It’s time for the second post in our Display 101 series, where we teach you everything you need to know about intelligent displays. Last time we talked about the difference between resistive and capacitive touch panels, and now, we go more into detail of the latter kind.
Today, capacitive touchscreens are used more often than resistive ones. When it comes to devices, we can meet two kinds of capacitive touch panels: self and mutual capacitance.
First, the self-capacitance kind of touch panels has electrodes, with current flowing through each of them. Now the touch panels, has two layers of electrodes, one that contains the horizontal electrodes, and one with vertical electrodes. When a finger touches the surface, the capacitance changes on both lines. The controller can read which electrodes have different capacitance thus creating an x,y coordinate for the touch.

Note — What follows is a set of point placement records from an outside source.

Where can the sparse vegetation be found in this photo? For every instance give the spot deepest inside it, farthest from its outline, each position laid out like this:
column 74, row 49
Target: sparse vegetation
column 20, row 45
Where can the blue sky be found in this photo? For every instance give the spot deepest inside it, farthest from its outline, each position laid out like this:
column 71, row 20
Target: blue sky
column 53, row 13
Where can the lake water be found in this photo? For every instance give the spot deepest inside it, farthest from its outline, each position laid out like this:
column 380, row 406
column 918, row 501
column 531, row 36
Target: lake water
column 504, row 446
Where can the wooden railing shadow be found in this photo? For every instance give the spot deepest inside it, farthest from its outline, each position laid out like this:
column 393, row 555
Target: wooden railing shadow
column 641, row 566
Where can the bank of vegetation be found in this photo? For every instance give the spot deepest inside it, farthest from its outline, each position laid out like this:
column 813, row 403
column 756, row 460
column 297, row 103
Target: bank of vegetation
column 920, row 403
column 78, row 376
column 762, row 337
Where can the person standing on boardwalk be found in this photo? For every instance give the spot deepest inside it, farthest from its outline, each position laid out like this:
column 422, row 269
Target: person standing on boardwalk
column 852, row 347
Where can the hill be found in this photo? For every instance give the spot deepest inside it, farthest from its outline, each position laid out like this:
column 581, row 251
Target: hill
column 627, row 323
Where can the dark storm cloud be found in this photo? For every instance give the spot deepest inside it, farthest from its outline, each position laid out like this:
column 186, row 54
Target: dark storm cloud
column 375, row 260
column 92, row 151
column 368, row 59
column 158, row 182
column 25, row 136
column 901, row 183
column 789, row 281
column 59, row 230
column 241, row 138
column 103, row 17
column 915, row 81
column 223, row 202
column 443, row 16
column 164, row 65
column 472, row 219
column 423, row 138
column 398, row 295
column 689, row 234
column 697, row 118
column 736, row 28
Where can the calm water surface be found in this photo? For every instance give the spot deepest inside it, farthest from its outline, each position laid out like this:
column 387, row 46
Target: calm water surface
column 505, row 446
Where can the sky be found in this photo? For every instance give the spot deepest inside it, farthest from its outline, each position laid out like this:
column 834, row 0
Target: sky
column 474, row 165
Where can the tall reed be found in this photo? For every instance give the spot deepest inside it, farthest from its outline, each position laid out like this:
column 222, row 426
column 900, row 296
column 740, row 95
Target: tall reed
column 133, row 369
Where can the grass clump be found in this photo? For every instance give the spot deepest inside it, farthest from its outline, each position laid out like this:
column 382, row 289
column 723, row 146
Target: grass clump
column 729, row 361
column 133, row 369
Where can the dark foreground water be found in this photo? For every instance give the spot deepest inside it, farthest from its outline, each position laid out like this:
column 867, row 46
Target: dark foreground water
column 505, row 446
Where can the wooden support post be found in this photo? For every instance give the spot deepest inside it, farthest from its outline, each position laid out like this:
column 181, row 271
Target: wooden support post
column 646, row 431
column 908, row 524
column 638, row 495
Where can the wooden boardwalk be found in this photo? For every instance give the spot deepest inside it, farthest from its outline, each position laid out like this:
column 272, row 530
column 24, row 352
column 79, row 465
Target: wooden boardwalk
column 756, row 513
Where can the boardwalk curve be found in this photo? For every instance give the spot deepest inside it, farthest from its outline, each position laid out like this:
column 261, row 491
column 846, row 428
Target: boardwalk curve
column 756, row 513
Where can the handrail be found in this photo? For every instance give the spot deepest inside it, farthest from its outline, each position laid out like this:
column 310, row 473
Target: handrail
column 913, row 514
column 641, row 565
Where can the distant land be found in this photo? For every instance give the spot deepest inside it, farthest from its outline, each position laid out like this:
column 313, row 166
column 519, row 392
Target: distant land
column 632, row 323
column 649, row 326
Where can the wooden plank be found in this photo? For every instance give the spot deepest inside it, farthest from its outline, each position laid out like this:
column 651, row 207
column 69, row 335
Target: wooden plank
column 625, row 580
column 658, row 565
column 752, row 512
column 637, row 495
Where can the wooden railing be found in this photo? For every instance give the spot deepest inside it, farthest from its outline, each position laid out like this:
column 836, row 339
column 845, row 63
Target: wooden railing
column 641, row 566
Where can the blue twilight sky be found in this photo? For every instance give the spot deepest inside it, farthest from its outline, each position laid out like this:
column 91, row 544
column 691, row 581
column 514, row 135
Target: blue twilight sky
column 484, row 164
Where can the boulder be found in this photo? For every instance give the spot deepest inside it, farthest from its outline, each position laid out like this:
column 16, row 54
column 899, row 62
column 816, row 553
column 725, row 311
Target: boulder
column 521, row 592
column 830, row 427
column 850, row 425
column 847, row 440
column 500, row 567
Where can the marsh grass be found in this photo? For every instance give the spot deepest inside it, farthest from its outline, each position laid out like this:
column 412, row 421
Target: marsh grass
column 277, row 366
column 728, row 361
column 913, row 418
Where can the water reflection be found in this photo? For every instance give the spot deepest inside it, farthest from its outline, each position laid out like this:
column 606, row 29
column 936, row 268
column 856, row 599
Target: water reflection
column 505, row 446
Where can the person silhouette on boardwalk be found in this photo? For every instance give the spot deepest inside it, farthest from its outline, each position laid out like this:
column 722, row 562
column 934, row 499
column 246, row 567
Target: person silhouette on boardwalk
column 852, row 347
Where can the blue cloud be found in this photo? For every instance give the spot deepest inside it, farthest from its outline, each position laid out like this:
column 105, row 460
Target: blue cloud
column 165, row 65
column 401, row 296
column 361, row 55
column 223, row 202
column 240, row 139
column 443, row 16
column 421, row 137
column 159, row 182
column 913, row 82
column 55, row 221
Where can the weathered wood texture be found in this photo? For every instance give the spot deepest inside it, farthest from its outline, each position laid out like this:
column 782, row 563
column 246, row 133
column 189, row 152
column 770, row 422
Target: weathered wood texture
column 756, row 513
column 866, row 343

The problem will arise when two or more fingers are simultaneously in the active area. You see, that means that four or more electrodes will change their capacitance. This disadvantage has a name – ghost-point – and we will explain it below on an example of two simultaneous touches.
So, here’s the example.
The green points (on the image below) were touched at the same time, so Y0, Y2, and X1, X3 electrodes change their capacitance. Because the same electrode is used for the red point, the controller can’t find the correct touch coordinates.
Below we will describe two other kinds of capacitance touch solutions that don’t have a problem with these ghost points.

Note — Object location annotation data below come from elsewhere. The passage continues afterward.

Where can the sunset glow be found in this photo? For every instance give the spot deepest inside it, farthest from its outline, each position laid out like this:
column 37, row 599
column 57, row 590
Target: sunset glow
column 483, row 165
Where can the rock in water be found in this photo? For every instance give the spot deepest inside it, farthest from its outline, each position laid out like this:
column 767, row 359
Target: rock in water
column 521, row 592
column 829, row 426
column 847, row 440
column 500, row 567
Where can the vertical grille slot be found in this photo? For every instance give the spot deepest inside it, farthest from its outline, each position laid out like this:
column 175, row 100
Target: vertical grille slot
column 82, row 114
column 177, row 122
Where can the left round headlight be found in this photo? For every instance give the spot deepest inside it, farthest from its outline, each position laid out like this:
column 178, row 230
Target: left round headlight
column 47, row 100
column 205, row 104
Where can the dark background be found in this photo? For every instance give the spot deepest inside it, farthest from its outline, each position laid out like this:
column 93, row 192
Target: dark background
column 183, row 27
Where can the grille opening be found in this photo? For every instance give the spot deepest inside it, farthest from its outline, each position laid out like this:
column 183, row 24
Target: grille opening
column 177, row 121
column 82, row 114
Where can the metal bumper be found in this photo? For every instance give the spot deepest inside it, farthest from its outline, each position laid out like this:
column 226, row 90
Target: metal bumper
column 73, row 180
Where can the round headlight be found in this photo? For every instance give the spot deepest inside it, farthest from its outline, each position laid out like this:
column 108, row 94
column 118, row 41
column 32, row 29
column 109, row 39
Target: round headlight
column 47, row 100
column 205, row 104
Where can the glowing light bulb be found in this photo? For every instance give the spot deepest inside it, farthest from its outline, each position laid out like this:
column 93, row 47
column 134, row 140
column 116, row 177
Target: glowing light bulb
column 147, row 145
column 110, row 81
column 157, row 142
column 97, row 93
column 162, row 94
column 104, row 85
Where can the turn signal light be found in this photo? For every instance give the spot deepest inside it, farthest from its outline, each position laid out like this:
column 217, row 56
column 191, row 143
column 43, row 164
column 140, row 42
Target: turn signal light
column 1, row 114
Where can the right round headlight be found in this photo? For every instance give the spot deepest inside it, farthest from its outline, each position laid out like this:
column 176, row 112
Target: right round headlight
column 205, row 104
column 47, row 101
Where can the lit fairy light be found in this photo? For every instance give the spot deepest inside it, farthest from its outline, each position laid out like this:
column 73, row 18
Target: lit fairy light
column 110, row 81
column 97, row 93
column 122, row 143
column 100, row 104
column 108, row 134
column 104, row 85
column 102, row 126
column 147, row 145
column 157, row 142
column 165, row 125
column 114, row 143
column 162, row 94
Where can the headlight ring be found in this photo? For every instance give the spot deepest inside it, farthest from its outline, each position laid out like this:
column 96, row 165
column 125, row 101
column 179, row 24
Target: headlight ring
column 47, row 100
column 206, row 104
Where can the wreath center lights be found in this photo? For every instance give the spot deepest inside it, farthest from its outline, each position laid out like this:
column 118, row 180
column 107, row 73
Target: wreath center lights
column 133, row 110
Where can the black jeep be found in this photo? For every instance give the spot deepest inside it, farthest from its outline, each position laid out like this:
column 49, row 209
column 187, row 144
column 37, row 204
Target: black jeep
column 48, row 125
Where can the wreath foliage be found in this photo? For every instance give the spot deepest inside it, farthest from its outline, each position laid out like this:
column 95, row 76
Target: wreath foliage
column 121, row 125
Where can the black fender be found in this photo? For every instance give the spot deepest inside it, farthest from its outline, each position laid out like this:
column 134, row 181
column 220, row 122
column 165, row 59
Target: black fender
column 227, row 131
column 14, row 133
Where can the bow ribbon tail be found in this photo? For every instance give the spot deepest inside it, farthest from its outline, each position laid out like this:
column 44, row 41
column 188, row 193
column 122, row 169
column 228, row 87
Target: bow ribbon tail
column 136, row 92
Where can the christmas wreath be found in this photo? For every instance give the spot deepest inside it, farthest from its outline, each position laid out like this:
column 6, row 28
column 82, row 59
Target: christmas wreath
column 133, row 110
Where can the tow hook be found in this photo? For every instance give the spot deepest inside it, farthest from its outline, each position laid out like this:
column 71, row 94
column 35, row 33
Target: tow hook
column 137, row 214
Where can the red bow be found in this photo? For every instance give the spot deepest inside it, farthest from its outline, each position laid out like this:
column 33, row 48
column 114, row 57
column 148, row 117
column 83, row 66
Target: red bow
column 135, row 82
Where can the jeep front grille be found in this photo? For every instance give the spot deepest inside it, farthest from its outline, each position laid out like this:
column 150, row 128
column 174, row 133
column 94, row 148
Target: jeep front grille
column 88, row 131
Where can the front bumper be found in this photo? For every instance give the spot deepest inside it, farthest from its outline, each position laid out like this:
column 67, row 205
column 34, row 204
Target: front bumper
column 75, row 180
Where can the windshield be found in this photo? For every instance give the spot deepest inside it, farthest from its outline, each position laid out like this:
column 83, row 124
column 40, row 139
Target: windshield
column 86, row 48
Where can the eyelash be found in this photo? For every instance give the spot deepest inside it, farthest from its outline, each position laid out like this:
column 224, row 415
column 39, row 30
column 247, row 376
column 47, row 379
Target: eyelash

Another kind of self-capacitive touch is the type of technology where the active area is covered in multiple separate pads on a single layer. As every pad needs to be checked individually, the controller has a lot of ports to read the status from. This idea is rarely implemented in a device because it quickly increases the complexity of the circuit with a growing resolution of the active area, making it not workable in common applications.
A new type of technology that has emerged is mutual capacitance.
Now, we’ll explain how it works, too.
The touch panel contains a grid, like an array, where it consists of an X by Y array of traces, creating X*Y units of capacitors. It creates a mutual capacitance between the elements of the columns and rows. The controller measures each node separately, changing the distortion of the electrical field to the touch position.
So, when the finger is near the screen or touches it, the capacitance decreases.
Although mutual capacitance is more popular today, it has a major disadvantage – lower immunity to touch noise. It’s more easily disturbed by water or dust on the touch area. Also, the controller needs to do more calculation than in the case of self-capacitance.